ドジャース山本由伸の故郷・岡山県備前市が企画「総額6000万円観戦ツアー」にやり過ぎの声

 米アリゾナ州グレンデールで行われているキャンプに参加中のドジャース・山本由伸。打撃練習では最速155キロを出して「85%」と自身を評価するなど仕上がりは上々のようだ。3月20日から韓国で行われるパドレスとの開幕2連戦が「初登板」になるとも言われており、ファンの期待も高まっている。

 そんな現地での盛り上がりと同様にヒートアップしているのが山本の故郷である岡山県備前市だ。同市は「現地観戦ツアー」を企画し、市と市民が一丸となって山本を応援しようと声を上げた。ところが、この観戦ツアーがちょっとした物議を醸しているようなのだ。

「企画の内容はロサンゼルスのドジャースタジアムで試合を観戦するというもので、備前市では市内の中学生を中心とした子供を対象に約200人を募集するとしています。ツアーの運営は民間に委託するそうですが、市はそのために24年度の予算案に6000万円を計上したのです。これは子供1人あたり30万円を補助する形です」(社会部記者)

 山本にとってはなんと頼もしい応援団だろうが、子供1人あたり30万円の助成金はすべて税金から賄われる。また、応募者が殺到した場合、200人に漏れる子供が出てくる可能性も否めない。そうしたことから、市民から「公平性を欠く」「やり過ぎ」など疑問の声が上がっているのだ。

「備前市は昨年も同市出身のオリックス・頓宮裕真を応援するツアーを2度行っています。こちらは大阪の京セラドームへのツアーでしたが、今回は海外ですから、かかる費用も高くなる。それならその分の予算を子育て支援など他の施策にあてるべき、という声が上がっているのです。30万円で足りない分は自己負担になり、また、付き添う保護者の分は全額自己負担になることから、渡航費を出すことができる家庭は限られそうで、これも不公平感につながっています。助成金を受けた裕福層の家族旅行になってしまう、と指摘されていますね」(スポーツライター)
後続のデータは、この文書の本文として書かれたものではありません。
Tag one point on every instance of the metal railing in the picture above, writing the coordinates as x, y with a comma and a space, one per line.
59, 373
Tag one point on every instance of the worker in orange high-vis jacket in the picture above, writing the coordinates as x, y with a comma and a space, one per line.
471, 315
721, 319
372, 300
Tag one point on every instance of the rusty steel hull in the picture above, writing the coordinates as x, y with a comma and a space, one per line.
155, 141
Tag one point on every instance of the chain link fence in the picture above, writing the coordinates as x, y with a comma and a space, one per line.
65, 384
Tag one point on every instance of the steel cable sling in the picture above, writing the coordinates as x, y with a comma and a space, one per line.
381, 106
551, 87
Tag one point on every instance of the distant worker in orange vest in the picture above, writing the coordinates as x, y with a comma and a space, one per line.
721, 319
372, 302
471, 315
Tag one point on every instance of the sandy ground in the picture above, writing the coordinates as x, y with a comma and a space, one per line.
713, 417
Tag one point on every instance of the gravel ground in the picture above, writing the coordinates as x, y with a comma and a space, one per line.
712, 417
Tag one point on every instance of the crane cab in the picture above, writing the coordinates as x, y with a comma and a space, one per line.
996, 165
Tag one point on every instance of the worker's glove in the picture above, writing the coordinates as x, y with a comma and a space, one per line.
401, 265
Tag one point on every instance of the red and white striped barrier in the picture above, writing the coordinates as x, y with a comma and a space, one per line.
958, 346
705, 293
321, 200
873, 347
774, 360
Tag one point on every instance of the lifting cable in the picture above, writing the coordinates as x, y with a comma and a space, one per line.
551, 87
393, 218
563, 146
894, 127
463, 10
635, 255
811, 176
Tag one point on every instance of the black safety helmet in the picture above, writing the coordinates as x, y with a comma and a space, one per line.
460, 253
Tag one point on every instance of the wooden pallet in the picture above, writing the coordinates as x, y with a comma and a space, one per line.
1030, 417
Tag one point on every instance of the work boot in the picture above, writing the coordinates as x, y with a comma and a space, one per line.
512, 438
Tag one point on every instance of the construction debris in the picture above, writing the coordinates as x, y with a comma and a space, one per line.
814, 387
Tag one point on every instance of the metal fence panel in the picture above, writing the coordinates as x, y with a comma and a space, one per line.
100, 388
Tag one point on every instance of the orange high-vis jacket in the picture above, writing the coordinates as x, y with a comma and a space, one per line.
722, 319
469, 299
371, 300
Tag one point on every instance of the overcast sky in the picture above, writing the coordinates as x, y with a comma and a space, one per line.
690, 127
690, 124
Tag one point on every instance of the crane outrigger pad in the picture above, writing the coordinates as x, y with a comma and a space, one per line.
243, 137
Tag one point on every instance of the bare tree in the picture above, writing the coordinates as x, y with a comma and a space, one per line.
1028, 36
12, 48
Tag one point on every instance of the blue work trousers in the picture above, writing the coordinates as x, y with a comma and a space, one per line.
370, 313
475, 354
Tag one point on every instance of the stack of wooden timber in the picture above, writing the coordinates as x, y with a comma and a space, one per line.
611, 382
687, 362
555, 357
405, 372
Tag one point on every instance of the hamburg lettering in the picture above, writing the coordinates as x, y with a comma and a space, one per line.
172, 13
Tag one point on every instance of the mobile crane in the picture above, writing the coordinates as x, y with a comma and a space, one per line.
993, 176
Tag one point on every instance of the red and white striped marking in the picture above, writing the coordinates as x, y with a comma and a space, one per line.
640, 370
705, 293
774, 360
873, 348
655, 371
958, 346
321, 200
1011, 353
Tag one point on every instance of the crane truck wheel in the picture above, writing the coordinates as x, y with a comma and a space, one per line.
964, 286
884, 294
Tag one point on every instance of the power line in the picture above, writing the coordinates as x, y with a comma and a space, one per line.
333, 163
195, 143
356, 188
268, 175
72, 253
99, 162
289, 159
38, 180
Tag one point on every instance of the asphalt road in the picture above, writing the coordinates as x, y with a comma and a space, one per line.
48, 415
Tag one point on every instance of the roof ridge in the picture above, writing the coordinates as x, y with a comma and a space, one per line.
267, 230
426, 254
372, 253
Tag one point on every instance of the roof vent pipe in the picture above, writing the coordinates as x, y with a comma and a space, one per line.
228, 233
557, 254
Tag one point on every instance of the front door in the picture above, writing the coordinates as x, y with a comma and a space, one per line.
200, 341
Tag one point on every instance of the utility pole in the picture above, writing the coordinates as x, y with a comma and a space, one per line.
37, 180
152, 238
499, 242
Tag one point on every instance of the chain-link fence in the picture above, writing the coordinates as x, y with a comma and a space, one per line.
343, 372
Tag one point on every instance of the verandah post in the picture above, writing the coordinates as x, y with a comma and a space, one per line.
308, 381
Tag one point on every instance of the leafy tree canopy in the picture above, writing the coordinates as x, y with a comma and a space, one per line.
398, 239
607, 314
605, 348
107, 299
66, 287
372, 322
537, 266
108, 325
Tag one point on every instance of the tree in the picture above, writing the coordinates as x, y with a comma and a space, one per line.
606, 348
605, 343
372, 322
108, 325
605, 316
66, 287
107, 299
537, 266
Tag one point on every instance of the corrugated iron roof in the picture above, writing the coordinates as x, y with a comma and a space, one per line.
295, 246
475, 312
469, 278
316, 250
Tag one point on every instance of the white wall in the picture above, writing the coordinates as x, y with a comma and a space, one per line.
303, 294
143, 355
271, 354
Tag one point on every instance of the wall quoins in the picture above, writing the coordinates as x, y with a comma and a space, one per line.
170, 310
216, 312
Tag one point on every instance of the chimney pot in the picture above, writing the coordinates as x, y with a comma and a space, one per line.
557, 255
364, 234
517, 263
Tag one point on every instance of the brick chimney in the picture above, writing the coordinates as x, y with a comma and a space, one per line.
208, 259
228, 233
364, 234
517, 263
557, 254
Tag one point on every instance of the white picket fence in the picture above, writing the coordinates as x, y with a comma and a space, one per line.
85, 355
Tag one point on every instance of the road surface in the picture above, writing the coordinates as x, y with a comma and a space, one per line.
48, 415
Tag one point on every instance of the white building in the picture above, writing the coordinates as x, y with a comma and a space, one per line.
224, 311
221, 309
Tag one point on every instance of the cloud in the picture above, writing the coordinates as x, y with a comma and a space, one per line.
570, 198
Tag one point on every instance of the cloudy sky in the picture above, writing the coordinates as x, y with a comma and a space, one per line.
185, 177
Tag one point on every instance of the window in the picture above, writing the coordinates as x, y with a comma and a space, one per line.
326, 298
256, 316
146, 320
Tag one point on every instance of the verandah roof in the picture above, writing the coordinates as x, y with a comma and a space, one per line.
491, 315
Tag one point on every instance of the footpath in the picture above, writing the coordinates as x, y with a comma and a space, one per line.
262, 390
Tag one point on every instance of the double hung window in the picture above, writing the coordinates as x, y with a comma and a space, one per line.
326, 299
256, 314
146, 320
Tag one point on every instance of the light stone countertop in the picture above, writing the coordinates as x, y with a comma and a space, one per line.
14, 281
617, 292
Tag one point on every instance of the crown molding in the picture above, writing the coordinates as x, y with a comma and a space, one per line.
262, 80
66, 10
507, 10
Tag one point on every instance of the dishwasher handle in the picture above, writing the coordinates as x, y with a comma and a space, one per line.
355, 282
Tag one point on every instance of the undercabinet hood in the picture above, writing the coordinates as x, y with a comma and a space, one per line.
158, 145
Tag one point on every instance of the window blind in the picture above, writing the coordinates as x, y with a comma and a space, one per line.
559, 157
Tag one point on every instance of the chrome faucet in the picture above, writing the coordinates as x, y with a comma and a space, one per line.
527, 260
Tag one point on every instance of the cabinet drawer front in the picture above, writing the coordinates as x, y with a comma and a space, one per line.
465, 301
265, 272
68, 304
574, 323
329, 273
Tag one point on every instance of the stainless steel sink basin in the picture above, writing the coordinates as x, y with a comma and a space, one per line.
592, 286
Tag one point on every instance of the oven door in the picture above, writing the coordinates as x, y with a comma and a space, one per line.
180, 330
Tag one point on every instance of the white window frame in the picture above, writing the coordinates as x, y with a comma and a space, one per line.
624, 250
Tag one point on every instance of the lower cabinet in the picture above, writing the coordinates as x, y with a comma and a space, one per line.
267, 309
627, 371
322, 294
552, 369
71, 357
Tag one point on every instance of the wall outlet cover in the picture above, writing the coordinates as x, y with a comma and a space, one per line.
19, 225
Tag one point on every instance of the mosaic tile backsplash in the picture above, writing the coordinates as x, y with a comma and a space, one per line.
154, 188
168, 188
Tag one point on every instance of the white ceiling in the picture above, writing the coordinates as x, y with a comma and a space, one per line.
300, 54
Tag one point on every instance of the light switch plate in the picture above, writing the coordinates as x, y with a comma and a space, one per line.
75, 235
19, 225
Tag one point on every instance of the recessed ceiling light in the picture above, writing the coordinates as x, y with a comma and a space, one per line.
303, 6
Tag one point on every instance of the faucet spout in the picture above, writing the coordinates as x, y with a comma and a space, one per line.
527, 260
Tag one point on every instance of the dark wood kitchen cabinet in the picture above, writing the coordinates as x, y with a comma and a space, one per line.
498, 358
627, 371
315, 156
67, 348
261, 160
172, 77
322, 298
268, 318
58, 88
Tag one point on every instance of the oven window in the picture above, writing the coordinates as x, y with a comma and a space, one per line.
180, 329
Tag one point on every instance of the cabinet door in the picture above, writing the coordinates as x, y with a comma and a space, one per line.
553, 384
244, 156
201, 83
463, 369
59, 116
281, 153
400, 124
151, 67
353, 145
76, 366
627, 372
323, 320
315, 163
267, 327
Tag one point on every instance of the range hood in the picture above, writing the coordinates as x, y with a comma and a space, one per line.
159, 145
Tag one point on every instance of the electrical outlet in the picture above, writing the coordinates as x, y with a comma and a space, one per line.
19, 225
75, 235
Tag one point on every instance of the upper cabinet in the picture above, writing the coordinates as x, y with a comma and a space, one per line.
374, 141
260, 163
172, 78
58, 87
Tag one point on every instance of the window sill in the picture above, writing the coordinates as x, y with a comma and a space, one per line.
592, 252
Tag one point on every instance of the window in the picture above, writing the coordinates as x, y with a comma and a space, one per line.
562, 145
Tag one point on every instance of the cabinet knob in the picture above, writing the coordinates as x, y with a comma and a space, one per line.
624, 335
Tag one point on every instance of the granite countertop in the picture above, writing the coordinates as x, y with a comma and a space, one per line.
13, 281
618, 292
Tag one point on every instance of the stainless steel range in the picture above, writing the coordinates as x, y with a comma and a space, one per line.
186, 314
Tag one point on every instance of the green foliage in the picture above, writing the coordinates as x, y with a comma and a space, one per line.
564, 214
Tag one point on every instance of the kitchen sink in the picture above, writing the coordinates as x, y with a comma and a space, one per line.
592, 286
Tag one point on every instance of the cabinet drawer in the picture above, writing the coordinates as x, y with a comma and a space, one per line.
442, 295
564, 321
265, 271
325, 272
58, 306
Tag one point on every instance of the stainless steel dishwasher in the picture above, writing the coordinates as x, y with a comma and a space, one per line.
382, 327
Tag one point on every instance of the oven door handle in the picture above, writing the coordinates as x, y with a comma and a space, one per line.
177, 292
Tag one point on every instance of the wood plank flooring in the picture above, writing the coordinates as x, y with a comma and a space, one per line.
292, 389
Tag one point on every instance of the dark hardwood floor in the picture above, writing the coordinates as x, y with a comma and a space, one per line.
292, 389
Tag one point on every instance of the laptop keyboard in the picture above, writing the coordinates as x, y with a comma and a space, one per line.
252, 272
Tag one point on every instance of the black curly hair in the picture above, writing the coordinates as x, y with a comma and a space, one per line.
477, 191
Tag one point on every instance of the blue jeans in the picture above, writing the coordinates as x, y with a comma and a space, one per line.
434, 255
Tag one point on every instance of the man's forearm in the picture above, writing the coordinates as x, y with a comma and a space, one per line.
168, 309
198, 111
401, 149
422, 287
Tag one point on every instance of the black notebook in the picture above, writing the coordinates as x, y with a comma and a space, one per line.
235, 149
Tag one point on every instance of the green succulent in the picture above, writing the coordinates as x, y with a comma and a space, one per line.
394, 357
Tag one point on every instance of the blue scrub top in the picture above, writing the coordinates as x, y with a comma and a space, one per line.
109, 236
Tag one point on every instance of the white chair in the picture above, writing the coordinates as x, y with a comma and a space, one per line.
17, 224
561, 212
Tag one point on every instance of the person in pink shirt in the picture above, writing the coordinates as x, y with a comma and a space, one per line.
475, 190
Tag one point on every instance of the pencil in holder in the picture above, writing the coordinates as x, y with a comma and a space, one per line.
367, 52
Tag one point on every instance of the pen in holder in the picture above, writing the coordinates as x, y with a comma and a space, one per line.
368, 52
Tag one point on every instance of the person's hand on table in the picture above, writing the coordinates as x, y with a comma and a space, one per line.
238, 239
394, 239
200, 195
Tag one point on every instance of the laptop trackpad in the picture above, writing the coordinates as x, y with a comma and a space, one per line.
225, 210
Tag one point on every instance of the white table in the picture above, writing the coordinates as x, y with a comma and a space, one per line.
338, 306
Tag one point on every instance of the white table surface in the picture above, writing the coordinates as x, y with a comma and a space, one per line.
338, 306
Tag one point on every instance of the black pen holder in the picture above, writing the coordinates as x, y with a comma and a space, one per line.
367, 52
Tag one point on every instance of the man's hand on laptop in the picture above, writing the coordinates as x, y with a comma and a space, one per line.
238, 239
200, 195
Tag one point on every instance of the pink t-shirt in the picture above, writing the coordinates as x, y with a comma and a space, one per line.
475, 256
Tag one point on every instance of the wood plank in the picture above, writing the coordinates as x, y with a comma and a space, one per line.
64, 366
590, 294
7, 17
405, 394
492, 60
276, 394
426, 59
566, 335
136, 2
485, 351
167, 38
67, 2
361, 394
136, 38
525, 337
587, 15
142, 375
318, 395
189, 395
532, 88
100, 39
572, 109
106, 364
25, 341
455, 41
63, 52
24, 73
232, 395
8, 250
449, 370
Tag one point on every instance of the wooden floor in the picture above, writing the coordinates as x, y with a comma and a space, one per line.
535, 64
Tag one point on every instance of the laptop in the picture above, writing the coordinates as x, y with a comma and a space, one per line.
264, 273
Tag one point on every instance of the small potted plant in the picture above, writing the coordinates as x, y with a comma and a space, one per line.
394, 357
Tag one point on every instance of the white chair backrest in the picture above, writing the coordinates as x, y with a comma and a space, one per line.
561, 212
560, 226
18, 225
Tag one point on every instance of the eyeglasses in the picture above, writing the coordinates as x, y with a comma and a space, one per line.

 備前市では昨年、マイナンバーカードの取得を条件に子供の給食費や保育料などの無償化を打ち出したことがあった。だが、市民から異論が噴出したため、吉村武司市長は「当初は想定していなかったが、地方創生臨時交付金を受けられることになった」として、この施策を撤回している。

 今回の現地観戦ツアーに対しても市民の反対の声はやみそうになく、見直しを迫られる可能性が出てきたのである。